TCRA, P2RY11, and CPT1B/CHKB associations in Chinese narcolepsy

Fang Han; Ling Lin; Jing Li; Adi Aran; Song X Dong; Pei An; Long Zhao; Qian Y Li; Han Yan; Jie S Wang; Hui Y Gao; Mei Li; Zhan C Gao; Kingman P Strohl; Emmanuel Mignot

doi:10.1016/j.sleep.2011.06.020

. Author manuscript; available in PMC: 2013 Mar 1.

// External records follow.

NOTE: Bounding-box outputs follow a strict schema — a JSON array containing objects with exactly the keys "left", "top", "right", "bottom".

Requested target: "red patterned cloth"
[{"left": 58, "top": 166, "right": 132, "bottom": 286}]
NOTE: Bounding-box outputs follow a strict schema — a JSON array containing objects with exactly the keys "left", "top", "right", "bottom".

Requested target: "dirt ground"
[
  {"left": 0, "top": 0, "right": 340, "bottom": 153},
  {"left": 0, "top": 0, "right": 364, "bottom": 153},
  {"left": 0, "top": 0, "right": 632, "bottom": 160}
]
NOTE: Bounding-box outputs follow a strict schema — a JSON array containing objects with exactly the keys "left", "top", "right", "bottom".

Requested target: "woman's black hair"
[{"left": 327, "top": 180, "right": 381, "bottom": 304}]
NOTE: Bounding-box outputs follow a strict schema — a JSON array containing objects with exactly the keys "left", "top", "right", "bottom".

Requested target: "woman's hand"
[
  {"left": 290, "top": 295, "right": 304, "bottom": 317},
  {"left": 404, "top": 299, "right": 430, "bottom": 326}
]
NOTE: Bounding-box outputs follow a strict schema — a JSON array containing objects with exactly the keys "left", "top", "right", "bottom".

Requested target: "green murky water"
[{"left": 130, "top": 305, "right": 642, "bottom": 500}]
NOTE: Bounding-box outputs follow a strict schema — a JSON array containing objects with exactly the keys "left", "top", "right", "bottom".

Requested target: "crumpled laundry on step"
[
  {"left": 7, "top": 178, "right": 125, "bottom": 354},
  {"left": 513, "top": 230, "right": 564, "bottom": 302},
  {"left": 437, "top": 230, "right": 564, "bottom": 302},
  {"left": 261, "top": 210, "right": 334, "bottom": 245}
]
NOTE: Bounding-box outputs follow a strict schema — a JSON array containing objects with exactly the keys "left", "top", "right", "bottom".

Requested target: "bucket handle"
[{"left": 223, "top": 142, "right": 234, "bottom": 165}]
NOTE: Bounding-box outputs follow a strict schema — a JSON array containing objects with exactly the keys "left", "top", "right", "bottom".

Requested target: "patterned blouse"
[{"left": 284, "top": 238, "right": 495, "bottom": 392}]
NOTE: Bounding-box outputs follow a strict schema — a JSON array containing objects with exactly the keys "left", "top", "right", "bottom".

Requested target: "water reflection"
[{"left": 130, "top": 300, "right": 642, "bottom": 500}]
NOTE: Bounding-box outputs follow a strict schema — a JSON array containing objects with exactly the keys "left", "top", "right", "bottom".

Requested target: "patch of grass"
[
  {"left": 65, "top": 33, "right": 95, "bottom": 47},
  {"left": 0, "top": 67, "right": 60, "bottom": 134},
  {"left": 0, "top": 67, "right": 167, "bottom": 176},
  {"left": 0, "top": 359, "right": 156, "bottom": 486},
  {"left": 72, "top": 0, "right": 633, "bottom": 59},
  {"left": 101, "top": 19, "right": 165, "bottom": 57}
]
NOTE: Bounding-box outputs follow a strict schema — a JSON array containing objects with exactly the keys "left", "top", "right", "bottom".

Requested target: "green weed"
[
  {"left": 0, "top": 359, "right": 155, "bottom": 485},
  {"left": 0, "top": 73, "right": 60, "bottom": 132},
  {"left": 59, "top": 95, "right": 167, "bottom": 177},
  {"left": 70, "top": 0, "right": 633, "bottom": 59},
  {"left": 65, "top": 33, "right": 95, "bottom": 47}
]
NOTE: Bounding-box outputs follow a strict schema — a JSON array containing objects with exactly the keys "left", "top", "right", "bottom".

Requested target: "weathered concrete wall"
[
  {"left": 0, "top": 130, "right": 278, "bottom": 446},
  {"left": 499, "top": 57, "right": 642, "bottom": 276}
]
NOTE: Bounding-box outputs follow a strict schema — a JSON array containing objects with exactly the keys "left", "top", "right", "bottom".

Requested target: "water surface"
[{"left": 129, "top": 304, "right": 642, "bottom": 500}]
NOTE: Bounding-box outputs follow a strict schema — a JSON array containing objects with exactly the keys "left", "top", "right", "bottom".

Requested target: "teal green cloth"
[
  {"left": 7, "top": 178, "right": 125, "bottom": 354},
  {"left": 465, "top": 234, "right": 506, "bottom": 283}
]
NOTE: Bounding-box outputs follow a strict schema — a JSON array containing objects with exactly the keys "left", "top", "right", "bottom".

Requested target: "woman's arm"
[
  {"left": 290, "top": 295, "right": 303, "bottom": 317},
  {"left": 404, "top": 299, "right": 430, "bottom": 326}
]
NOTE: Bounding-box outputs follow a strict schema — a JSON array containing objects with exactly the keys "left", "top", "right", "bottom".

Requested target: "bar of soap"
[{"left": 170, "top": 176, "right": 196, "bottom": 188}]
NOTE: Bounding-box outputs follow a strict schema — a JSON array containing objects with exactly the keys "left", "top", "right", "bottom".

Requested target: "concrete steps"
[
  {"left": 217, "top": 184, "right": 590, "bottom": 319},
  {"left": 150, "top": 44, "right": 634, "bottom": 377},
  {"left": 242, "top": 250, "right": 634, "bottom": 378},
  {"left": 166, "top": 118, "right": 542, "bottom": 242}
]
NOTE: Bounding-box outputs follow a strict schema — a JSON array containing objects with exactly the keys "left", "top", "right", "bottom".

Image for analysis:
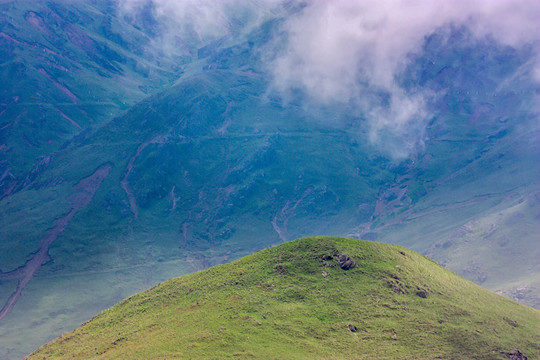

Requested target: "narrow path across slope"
[{"left": 0, "top": 165, "right": 111, "bottom": 320}]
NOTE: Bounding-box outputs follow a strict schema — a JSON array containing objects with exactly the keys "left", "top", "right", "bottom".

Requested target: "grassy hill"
[{"left": 29, "top": 237, "right": 540, "bottom": 359}]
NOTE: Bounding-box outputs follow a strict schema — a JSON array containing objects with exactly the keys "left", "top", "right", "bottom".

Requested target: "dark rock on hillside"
[
  {"left": 386, "top": 280, "right": 408, "bottom": 294},
  {"left": 504, "top": 349, "right": 527, "bottom": 360},
  {"left": 336, "top": 254, "right": 356, "bottom": 270}
]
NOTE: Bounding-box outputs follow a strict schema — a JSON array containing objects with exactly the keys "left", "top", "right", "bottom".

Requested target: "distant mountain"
[
  {"left": 28, "top": 237, "right": 540, "bottom": 360},
  {"left": 0, "top": 1, "right": 540, "bottom": 359}
]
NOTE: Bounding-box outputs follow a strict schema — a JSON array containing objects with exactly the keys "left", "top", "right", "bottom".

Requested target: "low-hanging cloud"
[
  {"left": 269, "top": 0, "right": 540, "bottom": 157},
  {"left": 118, "top": 0, "right": 540, "bottom": 158}
]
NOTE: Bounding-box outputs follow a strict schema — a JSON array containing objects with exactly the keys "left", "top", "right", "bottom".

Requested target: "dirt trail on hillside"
[
  {"left": 0, "top": 165, "right": 111, "bottom": 320},
  {"left": 120, "top": 135, "right": 167, "bottom": 219}
]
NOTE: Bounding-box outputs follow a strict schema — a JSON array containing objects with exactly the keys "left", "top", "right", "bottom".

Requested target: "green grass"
[{"left": 29, "top": 237, "right": 540, "bottom": 359}]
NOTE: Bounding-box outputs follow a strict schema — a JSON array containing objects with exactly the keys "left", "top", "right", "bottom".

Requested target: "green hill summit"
[{"left": 28, "top": 237, "right": 540, "bottom": 359}]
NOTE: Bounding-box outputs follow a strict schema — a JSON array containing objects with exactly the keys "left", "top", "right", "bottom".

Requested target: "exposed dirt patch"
[{"left": 0, "top": 165, "right": 111, "bottom": 320}]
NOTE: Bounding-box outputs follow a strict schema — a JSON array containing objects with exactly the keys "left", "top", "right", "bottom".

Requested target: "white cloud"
[{"left": 269, "top": 0, "right": 540, "bottom": 156}]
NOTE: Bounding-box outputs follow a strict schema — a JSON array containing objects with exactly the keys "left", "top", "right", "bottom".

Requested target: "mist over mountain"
[{"left": 0, "top": 0, "right": 540, "bottom": 359}]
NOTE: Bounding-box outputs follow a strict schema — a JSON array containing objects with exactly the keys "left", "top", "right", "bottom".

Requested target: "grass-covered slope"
[{"left": 29, "top": 237, "right": 540, "bottom": 359}]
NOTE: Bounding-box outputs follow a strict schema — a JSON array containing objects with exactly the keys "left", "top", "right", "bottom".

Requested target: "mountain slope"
[{"left": 29, "top": 237, "right": 540, "bottom": 359}]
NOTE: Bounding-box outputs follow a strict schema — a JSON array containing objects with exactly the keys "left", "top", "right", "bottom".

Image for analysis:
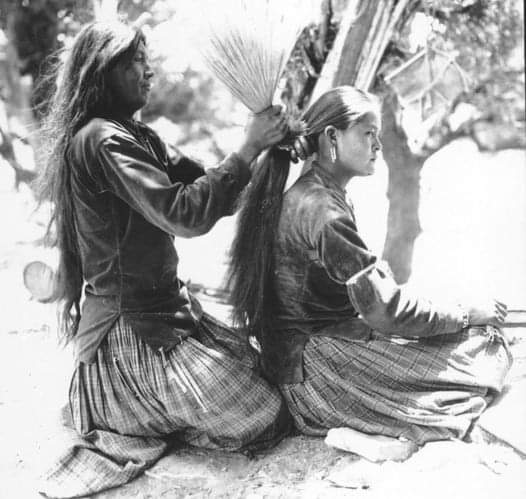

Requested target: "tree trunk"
[
  {"left": 382, "top": 93, "right": 425, "bottom": 283},
  {"left": 313, "top": 0, "right": 423, "bottom": 283}
]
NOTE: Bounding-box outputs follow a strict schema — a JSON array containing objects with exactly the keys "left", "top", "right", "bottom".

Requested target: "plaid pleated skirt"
[
  {"left": 39, "top": 314, "right": 290, "bottom": 497},
  {"left": 280, "top": 326, "right": 512, "bottom": 444}
]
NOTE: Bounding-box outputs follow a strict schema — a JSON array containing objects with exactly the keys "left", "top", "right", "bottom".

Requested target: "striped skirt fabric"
[
  {"left": 40, "top": 315, "right": 290, "bottom": 497},
  {"left": 280, "top": 326, "right": 512, "bottom": 444}
]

Published in final edited form as: Sleep Med. 2011 Dec 15;13(3):269–272. doi: 10.1016/j.sleep.2011.06.020

TCRA, P2RY11, and CPT1B/CHKB associations in Chinese narcolepsy

Fang Han ^1,^*, Ling Lin ², Jing Li ¹, Adi Aran ², Song X Dong ¹, Pei An ¹, Long Zhao ¹, Qian Y Li ¹, Han Yan ¹, Jie S Wang ¹, Hui Y Gao ¹, Mei Li ¹, Zhan C Gao ¹, Kingman P Strohl ³, Emmanuel Mignot ²

PMCID: PMC3288279 NIHMSID: NIHMS340568 PMID: 22177342

Abstract

Objectives

Polymorphisms in the TCRA and P2RY11, two immune related genes, are associated with narcolepsy in Caucasians and Asians. In contrast, CPT1B/CHKB polymorphisms have only been shown to be associated with narcolepsy in Japanese, with replication in a small group of Koreans. Our aim was to study whether these polymorphisms are associated with narcolepsy and its clinical characteristics in Chinese patients with narcolepsy.

Methods

We collected clinical data on 510 Chinese patients presenting with narcolepsy/hypocretin deficiency. Patients were included either when hypocretin deficiency was documented (CSF hypocretin-1 ≤110 pg/ml, n=91) or on the basis of the presence of clear cataplexy and HLA-DQB1*0602 positivity (n=419). Genetic data was compared to typing obtained in 452 controls matched for geographic origin within China. Clinical evaluations included demographics, the Stanford Sleep Inventory (presence and age of onset of each symptom), and Multiple Sleep Latency Test (MSLT) data.

Results

Chinese narcolepsy was strongly and dose dependently associated with TCRA (rs1154155C) and P2RY11 (rs2305795A) but not CPT1B/CHKB (rs5770917C) polymorphisms. CPT1B/CHKB polymorphisms were not associated with any specific clinical characteristics. TCRA rs1154155A homozygotes (58 subjects) had a later disease onset, but this was not significant when corrected for multiple comparisons, thus replication is needed. CPT1B/CHKB or P2RY11 polymorphisms were not associated with any specific clinical characteristics.

Conclusion

The study extends on the observation of a strong multiethnic association of polymorphisms in the TCRA and P2RY11 with narcolepsy, but does not confirm the association of CPT1B/CHKB (rs5770917) in the Chinese population.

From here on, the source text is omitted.